Bien évidemment, nous avons augmenté les salaires. Comme chacun le sait, nos salariés français bénéficient d'une revalorisation nettement supérieure à la moyenne nationale. Les chiffres sont connus. Il faudra donc penser, à un moment, à rehausser le dividende, d'autant que, faute d'augmentation, la prime pour dividende n'a pu être versée.

Après discussion avec les syndicats, Total a versé à ses salariés, mais pas à tous, une prime de 1 200 euros, venant s'ajouter aux hausses de salaire. C'est, par définition, un montant très nettement supérieur à celui de toutes les primes sur dividende qui ont pu être payées au niveau du CAC 40.

Les investissements du groupe représenteront, en 2012, 16 milliards d'euros, une somme tout à fait considérable, largement supérieure, bien évidemment, aux 5 milliards d'euros de dividende. Sur ces 16 milliards d'euros, 1,5 milliard bénéficie à la France, soit beaucoup plus que ce que nous observons en termes de profits, voire d'opérations.
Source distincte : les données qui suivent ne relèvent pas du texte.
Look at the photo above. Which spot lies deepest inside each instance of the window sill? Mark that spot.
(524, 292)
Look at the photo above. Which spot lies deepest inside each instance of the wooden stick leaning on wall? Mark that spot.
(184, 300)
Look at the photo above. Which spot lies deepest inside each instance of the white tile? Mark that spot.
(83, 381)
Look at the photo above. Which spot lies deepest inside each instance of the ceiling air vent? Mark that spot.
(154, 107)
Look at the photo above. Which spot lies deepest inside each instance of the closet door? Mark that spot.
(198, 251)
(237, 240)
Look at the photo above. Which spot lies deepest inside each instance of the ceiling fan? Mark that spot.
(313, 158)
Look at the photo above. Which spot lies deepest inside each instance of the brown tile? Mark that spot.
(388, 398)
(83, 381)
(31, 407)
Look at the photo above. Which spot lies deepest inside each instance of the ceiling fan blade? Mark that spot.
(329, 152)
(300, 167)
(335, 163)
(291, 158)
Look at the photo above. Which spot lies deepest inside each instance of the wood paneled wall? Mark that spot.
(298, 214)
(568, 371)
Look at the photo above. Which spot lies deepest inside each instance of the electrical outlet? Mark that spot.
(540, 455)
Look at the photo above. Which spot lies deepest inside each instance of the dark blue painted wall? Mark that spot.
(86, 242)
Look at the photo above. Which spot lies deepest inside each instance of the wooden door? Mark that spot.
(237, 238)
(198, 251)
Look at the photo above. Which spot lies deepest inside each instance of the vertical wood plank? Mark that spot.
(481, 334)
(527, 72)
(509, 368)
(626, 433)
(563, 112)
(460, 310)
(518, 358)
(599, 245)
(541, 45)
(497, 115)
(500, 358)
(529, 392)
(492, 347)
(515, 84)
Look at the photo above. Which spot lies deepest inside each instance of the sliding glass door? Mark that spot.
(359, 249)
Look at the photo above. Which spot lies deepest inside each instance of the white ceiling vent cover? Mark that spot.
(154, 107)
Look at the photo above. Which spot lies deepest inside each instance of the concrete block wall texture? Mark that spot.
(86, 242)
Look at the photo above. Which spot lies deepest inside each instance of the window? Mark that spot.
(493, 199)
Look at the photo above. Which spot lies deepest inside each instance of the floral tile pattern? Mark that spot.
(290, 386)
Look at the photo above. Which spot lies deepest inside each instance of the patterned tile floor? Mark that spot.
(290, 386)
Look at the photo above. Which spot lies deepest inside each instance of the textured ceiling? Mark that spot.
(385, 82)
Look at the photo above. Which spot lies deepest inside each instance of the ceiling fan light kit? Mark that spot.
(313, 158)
Contrairement à ce qui est expliqué, Total est un groupe très nettement, pour utiliser un terme anglo-saxon, « leveragé ». Autrement dit, en proportion du niveau de notre activité, nous dépensons beaucoup plus d'argent et sommes bien plus présents dans ce pays. Nombre de sociétés françaises sont d'ailleurs dans ce cas. Cela fait partie de ces mélanges qui sont faits sur les impôts payés par les PME et par les autres. Là aussi, je trouve qu'un tel débat n'a pas lieu d'être, d'où, de temps en temps, une petite forme d'énervement lorsque l'on compare des éléments qui ne sont pas comparables.

Il faudrait rapprocher les résultats obtenus dans un pays du niveau des impôts payés plutôt que de comparer le montant des impôts tel quel. D'autres sociétés du CAC 40, que je ne nommerai pas, bien qu'apparaissant comme très françaises, exercent, contrairement à ce que l'on pense, plus de 90 % de leur activité en dehors des frontières.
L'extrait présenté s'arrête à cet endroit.